対策にかける費用の検討
セキュリティの対策をどこまでお金をかけて実施するのかと悩まれている担当者の方は多いのではないでしょうか?リスクを低減するために対策を行っていきますが、かけられる予算は無限ではありません。効果的に予算を投資していくことが重要です。
Point① セキュリティ対策予算の確保
必要な予算を確保しておくことは、サイバーセキュリティリスク管理において重要です。サイバーセキュリティ経営ガイドライン内でも、「サイバーセキュリティ経営の重要10項目」の中の「指示3 サイバーセキュリティ対策のための資源(予算、人材等)確保」が定められています。
対策を怠った場合のシナリオ
- 適切な予算確保が出来ていない場合、組織内でのサイバーセキュリティ対策の実施や人材の確保が困難となるほか、信頼できる外部のベンダへの委託が困難となる恐れがある。
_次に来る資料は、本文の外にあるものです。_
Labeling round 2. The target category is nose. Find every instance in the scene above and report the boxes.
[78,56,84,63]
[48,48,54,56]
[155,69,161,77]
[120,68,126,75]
- 適切な処遇の維持、改善ができないと、有能なサイバーセキュリティ人材を自社にとどめておくことができない。
対策例
- 必要なサイバーセキュリティ対策を明確にし、それに要する費用を確保する。
- 従業員向けやセキュリティ担当者向けなどの研修等のための予算を確保し、継続的に役割に応じたセキュリティ教育を実施する。
- サイバーセキュリティ人材を組織内で雇用することが困難な場合は、専門ベンダの活用を検討する。
- 組織内の IT 人材育成の戦略の中で、外部人材の採用も含めた社内のセキュリティ人材育成 、キャリアパスを設計検討する。
- 自組織においてセキュリティ人材の育成が困難な場合は、外部の組織が提供するセキュリティ研修等の活用などを検討する。
出典:経済産業省
サイバーセキュリティ経営ガイドライン Ver2.0
https://www.meti.go.jp/policy/netsecurity/downloadfiles/guide2.0.pdf
Point② 費用を明確にする
サイバーセキュリティリスク管理体制を構築、維持するためには予算を確保しますが、大きく以下の3種類に分類されます。
- 事前対策費用(対策のための製品の調達費用、人材育成費用等)
- 対策運用費用(監視や予防の業務に要する費用、製品の保守費用等)
- 事後対策費用(インシデント対応費用、再発防止対策費用等)
サイバーセキュリティ対策に関する予算や人員計画は、経営会議など経営層の意思決定の場で承認されるべきことです。ビジネスへの影響を踏まえたサイバーセキュリティ対策の検討結果を CISO 等が経営会議などの場に提示し、実施する対策の内容、時期、費用等が適切かどうかといった項目を検討し、経営層の承認を得る必要があります。